Whether in agreement or not with his manner or his business decisions, no one disputes that Sulzberger does have a vision. In the late 1990s, just as Sulzberger was reimagining what a newspaper company should look like, he was also thinking about what his newspaper should look like—and searching for an equally visionary editor to help implement his plans. He found Howell Raines. Raines, who had spent much of his twenty-three-year career at the
Times
cultivating Sulzberger’s attentions and affections, was named the paper’s executive editor in May 2001. (He started his new post on September 5 of that year.) The plan was that while Sulzberger was remaking the company, Raines would remake the paper into a true national daily. That meant the
Times
would dominate on every story, regardless of where it was breaking. Pop culture and college sports would get just as prominent play as presidential campaigns and foreign wars. Raines would train
Times
reporters to “flood the zone,” overwhelming the competition with the paper’s supreme firepower and resources. They’d do more quick-hit reports on the hot topic of the week and invest in fewer laborious, time-consuming projects, and they’d do it all with the same number of staffers and without a significant budget increase.
*3
In his well-strategized campaign to become executive editor—a campaign that included battle plans, rehearsed speeches, one-on-one sessions with
Times
business executives, and a dedicated courtship of Sulzberger—Raines had argued that the
Times
was becoming bloated, lazy, and complacent and that he was the only man capable of fixing it.

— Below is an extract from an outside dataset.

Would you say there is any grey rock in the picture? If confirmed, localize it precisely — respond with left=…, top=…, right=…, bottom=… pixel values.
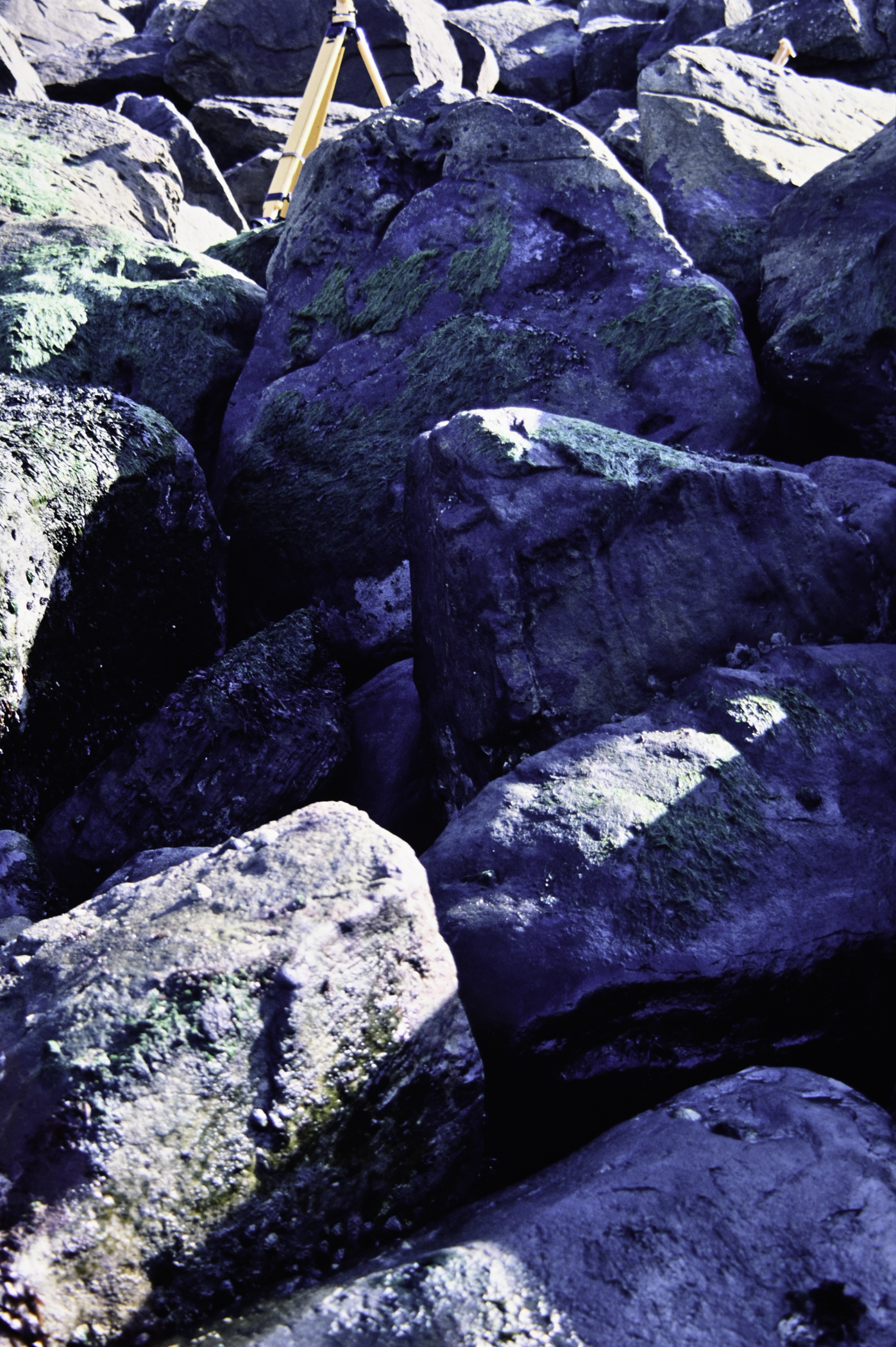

Before Raines had a chance to begin implementing his vision, though, the world was transformed. In the days after September 11, 2001, when for the first time in a generation the country viscerally realized the importance of being well informed, the
Times
found itself suddenly and urgently necessary in a way it had not been in years. While shrill pundits on both the left and the right were making a mockery of the notion of an objective press, the
Times
proudly demonstrated to the world why it is still crucially important to give equal stories equal weight, to base coverage on news judgments and not personal vendettas or convictions, to never let a compelling story get in the way of the true story. The
Times
’s coverage of the crisis was exemplary, and the paper received overwhelming accolades for its work. This praise was gratifying, but it must also have been confusing to Raines. If, as he had argued, the
Times
had for years been falling asleep on the job, how could he explain its tremendous achievements? For Raines, the answer was simple: The
Times
could not have performed as well had he not been at the helm.